Armenia votes in snap parliamentary election

The elections were called by incumbent PM following protests over the country’s defeat in a war with Azerbaijan last year.

A woman casts her vote at a polling station during the snap parliamentary election in Yerevan [Reuters]

Polls have closed in Armenia for a snap parliamentary election called by Prime Minister Nikol Pashinyan amid growing anger after the country’s defeat in the war against arch-foe Azerbaijan.

Around 2.6 million people are eligible to vote to elect, for a five-year term, the minimum number of 101 parliament members under a proportional electoral system.

A winning party needs to obtain at least 50 percent of seats plus one and can be assigned additional seats in order to form a government.

Polls closed at 8pm (16:00 GMT) in an election being monitored by observers from the Organisation for Security and Cooperation in Europe.

The first official results were expected later on Sunday and early Monday.

The central elections commission said 49 percent of eligible voters cast ballots.

Pashinyan, who has lost much of his appeal since last year’s military defeat, is hoping to renew his mandate but is in a tight race with former president Robert Kocharyan.

His critics accuse him of ceding swaths of territory in the breakaway region of Nagorno-Karabakh to Azerbaijan in a truce agreement that ended last year’s fighting and of failing to deliver on reform promises.

A serviceman prepares to vote at a polling station during early parliamentary elections in Yerevan [Karen Minasyan / AFP]

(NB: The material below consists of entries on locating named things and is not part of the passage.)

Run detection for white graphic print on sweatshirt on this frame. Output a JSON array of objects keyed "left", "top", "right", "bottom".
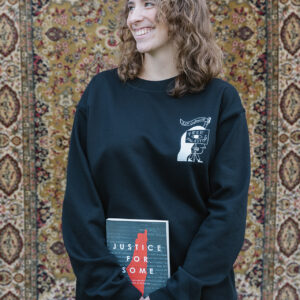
[{"left": 177, "top": 117, "right": 211, "bottom": 163}]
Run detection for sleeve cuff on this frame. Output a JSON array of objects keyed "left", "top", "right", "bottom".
[
  {"left": 149, "top": 287, "right": 174, "bottom": 300},
  {"left": 114, "top": 281, "right": 142, "bottom": 300}
]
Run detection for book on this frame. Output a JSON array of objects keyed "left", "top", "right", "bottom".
[{"left": 106, "top": 218, "right": 170, "bottom": 298}]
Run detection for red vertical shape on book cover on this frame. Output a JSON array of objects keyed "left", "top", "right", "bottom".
[{"left": 126, "top": 229, "right": 148, "bottom": 295}]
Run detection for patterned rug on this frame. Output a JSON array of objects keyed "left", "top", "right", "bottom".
[{"left": 0, "top": 0, "right": 300, "bottom": 300}]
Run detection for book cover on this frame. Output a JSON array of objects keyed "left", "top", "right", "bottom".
[{"left": 106, "top": 218, "right": 170, "bottom": 297}]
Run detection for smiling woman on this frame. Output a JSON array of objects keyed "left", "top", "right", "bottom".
[
  {"left": 62, "top": 0, "right": 250, "bottom": 300},
  {"left": 118, "top": 0, "right": 223, "bottom": 97}
]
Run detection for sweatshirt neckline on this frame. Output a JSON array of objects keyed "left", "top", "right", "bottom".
[{"left": 127, "top": 76, "right": 177, "bottom": 92}]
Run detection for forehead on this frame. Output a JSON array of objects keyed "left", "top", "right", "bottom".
[{"left": 127, "top": 0, "right": 147, "bottom": 4}]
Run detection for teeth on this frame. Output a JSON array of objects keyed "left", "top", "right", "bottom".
[{"left": 135, "top": 28, "right": 153, "bottom": 36}]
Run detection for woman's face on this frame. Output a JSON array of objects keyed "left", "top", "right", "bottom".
[{"left": 127, "top": 0, "right": 169, "bottom": 54}]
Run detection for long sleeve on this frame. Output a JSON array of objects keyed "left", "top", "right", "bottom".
[
  {"left": 62, "top": 80, "right": 141, "bottom": 300},
  {"left": 150, "top": 88, "right": 250, "bottom": 300}
]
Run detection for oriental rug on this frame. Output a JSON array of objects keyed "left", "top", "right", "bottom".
[{"left": 0, "top": 0, "right": 300, "bottom": 300}]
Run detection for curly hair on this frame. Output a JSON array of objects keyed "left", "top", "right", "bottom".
[{"left": 118, "top": 0, "right": 224, "bottom": 98}]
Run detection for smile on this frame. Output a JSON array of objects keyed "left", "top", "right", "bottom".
[{"left": 135, "top": 28, "right": 154, "bottom": 39}]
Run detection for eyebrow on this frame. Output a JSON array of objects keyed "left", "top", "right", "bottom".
[{"left": 127, "top": 0, "right": 147, "bottom": 4}]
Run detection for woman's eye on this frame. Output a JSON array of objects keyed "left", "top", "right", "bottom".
[{"left": 128, "top": 2, "right": 154, "bottom": 11}]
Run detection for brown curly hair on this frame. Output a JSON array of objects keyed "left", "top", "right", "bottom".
[{"left": 118, "top": 0, "right": 224, "bottom": 98}]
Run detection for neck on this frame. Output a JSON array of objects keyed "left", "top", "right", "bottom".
[{"left": 138, "top": 41, "right": 178, "bottom": 80}]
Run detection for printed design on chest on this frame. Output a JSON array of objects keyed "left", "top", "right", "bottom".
[{"left": 177, "top": 117, "right": 211, "bottom": 163}]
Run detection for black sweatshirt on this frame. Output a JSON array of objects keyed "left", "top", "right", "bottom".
[{"left": 62, "top": 68, "right": 250, "bottom": 300}]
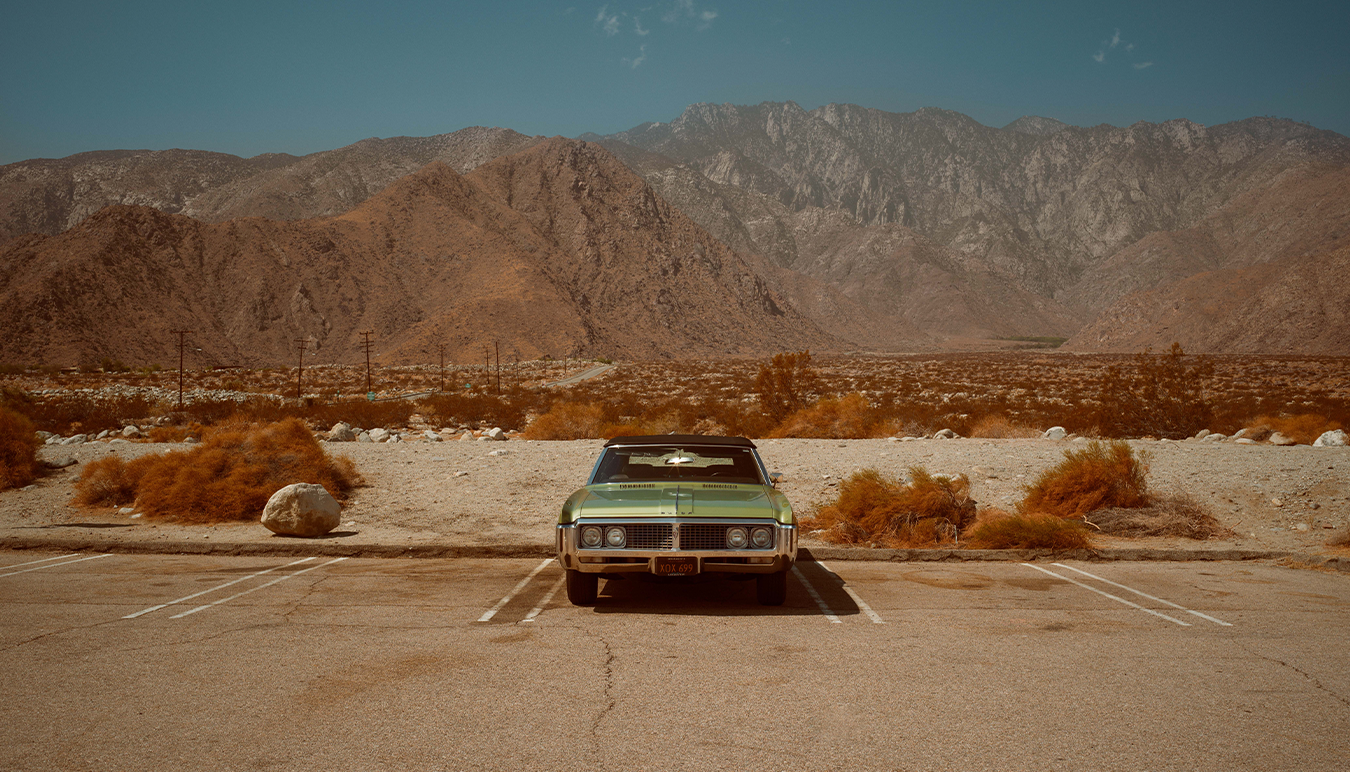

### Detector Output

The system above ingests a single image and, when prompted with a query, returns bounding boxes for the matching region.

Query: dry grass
[0,351,1350,437]
[1245,413,1345,445]
[768,393,886,440]
[802,467,975,548]
[76,418,360,524]
[0,406,38,490]
[1084,494,1233,540]
[965,509,1092,549]
[1018,440,1150,518]
[968,416,1044,440]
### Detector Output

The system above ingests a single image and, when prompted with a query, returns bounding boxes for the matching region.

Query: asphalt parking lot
[0,552,1350,771]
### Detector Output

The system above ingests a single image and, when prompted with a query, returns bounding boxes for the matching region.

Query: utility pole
[358,329,374,399]
[294,337,309,401]
[169,329,192,410]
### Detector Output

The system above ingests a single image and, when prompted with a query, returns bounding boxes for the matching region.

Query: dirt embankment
[0,439,1350,553]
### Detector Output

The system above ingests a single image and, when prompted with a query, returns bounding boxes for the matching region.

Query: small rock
[262,483,342,539]
[1312,429,1346,448]
[328,421,356,443]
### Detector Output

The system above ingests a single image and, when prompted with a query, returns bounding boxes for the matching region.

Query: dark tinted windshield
[591,445,764,485]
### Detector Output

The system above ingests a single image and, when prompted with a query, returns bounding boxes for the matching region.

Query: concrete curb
[0,534,1350,572]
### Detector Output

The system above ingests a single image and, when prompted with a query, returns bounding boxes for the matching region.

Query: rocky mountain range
[0,103,1350,358]
[0,139,840,364]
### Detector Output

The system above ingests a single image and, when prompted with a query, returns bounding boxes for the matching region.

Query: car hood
[572,482,791,520]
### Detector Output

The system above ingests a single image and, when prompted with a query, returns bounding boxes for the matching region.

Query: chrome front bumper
[558,518,797,574]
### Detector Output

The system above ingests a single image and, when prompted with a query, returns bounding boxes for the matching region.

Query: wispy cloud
[1092,27,1153,70]
[595,5,622,38]
[620,43,647,70]
[662,0,718,30]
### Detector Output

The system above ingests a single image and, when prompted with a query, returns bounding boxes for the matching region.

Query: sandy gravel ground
[0,439,1350,555]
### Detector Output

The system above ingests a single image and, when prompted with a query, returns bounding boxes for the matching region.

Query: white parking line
[0,552,112,579]
[521,576,567,622]
[1022,563,1191,628]
[0,552,80,571]
[815,560,886,625]
[169,557,347,619]
[792,566,842,625]
[1054,563,1233,628]
[123,557,313,619]
[478,557,554,622]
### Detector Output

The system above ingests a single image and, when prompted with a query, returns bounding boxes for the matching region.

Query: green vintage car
[558,435,797,606]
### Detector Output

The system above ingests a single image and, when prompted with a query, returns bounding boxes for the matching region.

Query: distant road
[545,364,614,386]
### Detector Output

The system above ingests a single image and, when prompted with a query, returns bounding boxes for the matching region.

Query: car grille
[624,522,675,549]
[583,522,774,552]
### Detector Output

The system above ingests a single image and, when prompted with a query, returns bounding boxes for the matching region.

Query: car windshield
[591,445,764,485]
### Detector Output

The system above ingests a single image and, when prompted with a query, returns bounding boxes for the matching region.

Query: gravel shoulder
[0,439,1350,556]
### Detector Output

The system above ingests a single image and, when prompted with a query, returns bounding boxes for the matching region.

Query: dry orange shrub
[965,509,1092,549]
[802,467,975,548]
[0,408,38,490]
[76,418,360,524]
[1018,440,1150,518]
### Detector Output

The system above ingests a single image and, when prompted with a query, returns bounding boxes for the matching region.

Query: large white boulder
[1312,429,1346,448]
[262,483,342,539]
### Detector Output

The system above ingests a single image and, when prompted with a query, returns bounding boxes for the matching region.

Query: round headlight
[726,525,751,549]
[582,525,605,549]
[751,528,774,549]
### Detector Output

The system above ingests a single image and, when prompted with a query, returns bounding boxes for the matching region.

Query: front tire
[567,568,599,606]
[755,571,787,606]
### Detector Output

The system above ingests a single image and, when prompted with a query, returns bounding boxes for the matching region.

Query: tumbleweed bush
[802,467,975,548]
[76,418,360,524]
[1018,440,1150,518]
[0,408,38,490]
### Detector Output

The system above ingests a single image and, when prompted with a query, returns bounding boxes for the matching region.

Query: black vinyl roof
[605,435,755,448]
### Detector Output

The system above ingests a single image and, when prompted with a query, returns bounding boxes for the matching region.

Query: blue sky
[0,0,1350,163]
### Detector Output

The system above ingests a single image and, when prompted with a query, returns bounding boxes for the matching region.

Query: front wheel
[567,568,599,606]
[755,571,787,606]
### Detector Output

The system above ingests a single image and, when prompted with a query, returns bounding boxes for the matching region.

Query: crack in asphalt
[590,638,616,769]
[1242,646,1350,707]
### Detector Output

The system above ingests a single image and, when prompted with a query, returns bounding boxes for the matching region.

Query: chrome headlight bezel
[726,525,751,549]
[751,525,774,549]
[581,525,605,549]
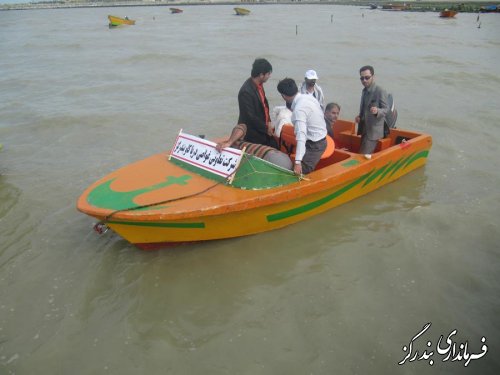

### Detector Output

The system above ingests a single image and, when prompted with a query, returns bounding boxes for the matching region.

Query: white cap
[306,70,318,79]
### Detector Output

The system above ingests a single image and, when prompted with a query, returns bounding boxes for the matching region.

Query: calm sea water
[0,5,500,375]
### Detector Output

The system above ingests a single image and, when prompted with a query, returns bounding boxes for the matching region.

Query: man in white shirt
[300,69,325,111]
[278,78,327,175]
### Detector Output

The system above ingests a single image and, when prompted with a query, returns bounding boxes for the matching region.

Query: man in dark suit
[238,59,278,148]
[355,65,389,156]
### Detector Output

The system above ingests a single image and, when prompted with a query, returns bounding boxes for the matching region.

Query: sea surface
[0,5,500,375]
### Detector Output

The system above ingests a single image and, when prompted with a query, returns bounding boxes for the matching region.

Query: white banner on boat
[170,130,243,178]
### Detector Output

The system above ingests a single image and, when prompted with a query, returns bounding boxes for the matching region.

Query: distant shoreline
[0,0,494,13]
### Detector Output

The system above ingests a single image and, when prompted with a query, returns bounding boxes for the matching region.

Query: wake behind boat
[77,120,432,249]
[439,9,458,18]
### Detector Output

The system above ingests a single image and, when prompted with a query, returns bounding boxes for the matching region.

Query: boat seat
[278,124,335,160]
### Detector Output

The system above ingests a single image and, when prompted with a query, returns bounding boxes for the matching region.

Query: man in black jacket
[238,59,278,148]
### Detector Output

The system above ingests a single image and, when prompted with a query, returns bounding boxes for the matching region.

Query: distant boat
[108,16,135,26]
[77,119,432,250]
[234,8,250,16]
[439,9,458,18]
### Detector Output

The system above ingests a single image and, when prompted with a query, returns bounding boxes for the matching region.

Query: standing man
[325,103,340,139]
[238,59,278,148]
[300,69,325,111]
[355,65,389,157]
[278,78,327,175]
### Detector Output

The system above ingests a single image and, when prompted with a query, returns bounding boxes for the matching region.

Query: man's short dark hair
[278,78,299,96]
[359,65,375,75]
[251,59,273,78]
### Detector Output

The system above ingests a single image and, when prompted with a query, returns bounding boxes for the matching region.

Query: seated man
[215,124,293,170]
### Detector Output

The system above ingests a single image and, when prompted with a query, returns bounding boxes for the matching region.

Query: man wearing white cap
[300,69,325,111]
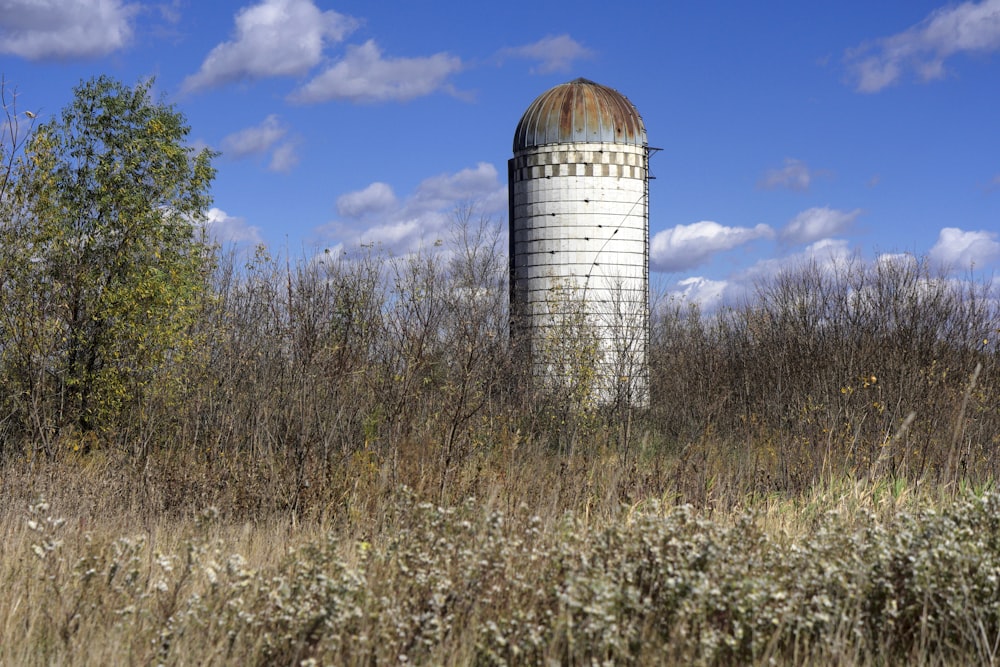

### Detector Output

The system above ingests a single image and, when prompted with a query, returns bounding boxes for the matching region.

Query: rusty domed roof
[514,79,646,153]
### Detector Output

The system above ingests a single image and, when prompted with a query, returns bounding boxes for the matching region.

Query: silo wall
[508,143,649,405]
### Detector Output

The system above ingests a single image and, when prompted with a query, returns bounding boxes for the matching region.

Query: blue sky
[0,0,1000,305]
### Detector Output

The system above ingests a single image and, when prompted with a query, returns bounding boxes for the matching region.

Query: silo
[507,79,650,405]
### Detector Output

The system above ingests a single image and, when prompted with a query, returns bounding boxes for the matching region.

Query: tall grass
[0,214,1000,664]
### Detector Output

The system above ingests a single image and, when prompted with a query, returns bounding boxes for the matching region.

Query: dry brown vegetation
[0,79,1000,665]
[0,210,1000,664]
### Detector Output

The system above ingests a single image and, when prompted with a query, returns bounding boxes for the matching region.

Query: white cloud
[222,114,288,159]
[182,0,358,91]
[222,114,299,173]
[781,206,861,243]
[499,35,594,74]
[414,162,499,208]
[757,158,816,191]
[929,227,1000,271]
[316,163,507,254]
[0,0,139,60]
[845,0,1000,93]
[267,141,299,174]
[289,40,462,104]
[205,208,263,246]
[669,276,731,312]
[650,220,774,272]
[337,183,397,218]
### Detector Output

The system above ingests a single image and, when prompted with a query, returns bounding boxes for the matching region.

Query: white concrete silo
[508,79,650,405]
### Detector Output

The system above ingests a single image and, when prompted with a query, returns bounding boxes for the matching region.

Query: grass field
[0,225,1000,665]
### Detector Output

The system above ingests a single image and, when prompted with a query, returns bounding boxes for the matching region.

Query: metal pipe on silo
[507,79,650,405]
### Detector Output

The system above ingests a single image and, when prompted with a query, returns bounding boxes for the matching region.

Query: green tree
[0,77,214,454]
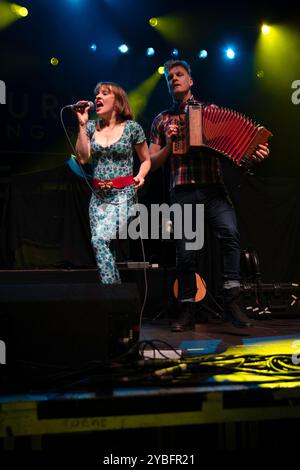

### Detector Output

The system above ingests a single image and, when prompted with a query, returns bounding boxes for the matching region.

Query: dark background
[0,0,300,281]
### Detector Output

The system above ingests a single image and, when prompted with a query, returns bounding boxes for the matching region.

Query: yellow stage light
[261,24,271,34]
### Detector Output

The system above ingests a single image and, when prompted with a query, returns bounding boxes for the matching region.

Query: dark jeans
[171,185,240,300]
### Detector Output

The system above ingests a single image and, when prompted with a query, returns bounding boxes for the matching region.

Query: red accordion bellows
[173,104,272,166]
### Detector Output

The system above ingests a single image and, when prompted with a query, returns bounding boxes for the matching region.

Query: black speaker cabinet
[0,283,140,366]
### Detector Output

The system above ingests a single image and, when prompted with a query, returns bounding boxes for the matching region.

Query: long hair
[94,82,133,122]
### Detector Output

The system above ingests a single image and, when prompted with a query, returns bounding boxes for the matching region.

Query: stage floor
[0,271,300,453]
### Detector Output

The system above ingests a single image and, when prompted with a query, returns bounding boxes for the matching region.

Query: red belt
[92,175,135,189]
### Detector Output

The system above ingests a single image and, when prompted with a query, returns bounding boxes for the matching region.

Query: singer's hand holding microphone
[68,100,95,126]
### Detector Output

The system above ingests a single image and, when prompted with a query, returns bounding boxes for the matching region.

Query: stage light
[50,57,59,65]
[149,18,158,28]
[89,43,97,52]
[256,70,265,79]
[146,47,155,57]
[226,47,235,60]
[261,24,271,35]
[10,3,28,18]
[198,49,207,59]
[118,44,129,54]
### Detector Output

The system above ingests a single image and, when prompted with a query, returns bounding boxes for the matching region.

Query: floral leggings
[89,186,136,284]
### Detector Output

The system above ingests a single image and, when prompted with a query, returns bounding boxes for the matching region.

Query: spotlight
[146,47,155,57]
[89,43,97,52]
[226,47,235,59]
[256,70,265,79]
[10,3,28,18]
[149,18,158,28]
[50,57,59,65]
[198,49,207,59]
[118,44,129,54]
[261,24,271,34]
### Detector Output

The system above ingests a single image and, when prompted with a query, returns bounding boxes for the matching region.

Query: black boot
[171,302,195,332]
[223,287,252,328]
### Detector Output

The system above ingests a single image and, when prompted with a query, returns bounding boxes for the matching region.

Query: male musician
[150,60,269,332]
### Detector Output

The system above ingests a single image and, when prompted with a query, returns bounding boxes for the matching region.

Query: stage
[0,269,300,455]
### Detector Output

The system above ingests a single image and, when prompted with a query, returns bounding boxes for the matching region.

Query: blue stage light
[226,47,235,59]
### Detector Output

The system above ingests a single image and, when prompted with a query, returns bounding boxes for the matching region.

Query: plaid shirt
[150,98,223,188]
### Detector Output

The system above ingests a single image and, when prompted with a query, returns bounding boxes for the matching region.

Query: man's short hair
[164,60,192,80]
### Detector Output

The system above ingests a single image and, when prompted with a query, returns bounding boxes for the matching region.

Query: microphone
[66,101,95,111]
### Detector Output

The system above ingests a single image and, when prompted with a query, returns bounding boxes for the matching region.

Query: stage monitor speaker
[0,283,140,367]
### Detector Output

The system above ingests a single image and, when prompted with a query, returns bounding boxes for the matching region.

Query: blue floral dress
[87,120,146,284]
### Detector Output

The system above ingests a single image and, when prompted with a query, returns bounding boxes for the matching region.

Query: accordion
[171,103,272,167]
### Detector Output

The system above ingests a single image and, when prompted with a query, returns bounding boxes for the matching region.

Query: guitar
[173,273,206,302]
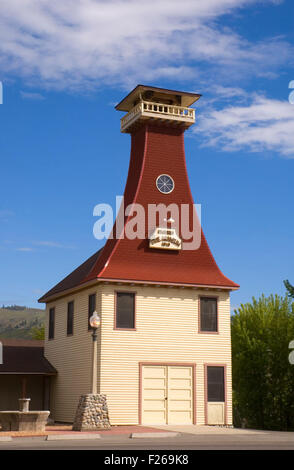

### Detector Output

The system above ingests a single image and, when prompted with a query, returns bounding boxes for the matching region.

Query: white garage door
[141,365,193,424]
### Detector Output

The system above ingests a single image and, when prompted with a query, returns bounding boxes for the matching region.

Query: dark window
[116,292,135,328]
[67,302,74,335]
[48,308,55,339]
[207,366,225,401]
[88,294,96,330]
[200,297,217,331]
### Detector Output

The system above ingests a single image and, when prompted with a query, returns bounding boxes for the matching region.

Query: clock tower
[81,85,239,289]
[39,85,239,425]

During an aggressive campaign marred by polarising rhetoric, Pashinyan said he expected his Civil Contract party to secure 60 percent of the vote, though some pollsters say those estimates are far-fetched.

The election in the South Caucasus country of around three million people will be watched by Armenia’s Soviet-era master Russia as well as Turkey, which backed Azerbaijan in last year’s six-week war over Nagorno-Karabakh.

Kocharyan appeared in good spirits as he showed up at a Yerevan polling station.

“I voted for worthy peace and economic growth,” he said.

By contrast, Pashinyan did not address reporters at a polling station but wrote on Facebook: “I am voting for the future of our state and people, for the development of Armenia.”

Result hard to predict

Political observers say the election result is hard to predict with voter apathy running high and both Pashinyan and Kocharyan drawing massive crowds in the final days of the race.

Al Jazeera’s Rory Challands, reporting from Yerevan, said that people are hoping “these elections that were brought forward two years are going to confer on the winner some degree of popular legitimacy and give them five years … in which to start grappling with [the country’s] issues”.

However, according to Challands, the morale is low.

“We’ve been speaking to the people who have said essentially none of the politicians on offer are particularly appealing to them anymore and they are still deep in the trauma of their losses as is the whole country,” Challands added.

Armenian President Armen Sarkissian, largely a ceremonial figure, decried attempts “to incite hatred and enmity” and urged law enforcement to prevent any violations.

“These elections are taking place in a difficult situation,” he said on Saturday. “They are of crucial importance for our state and people.”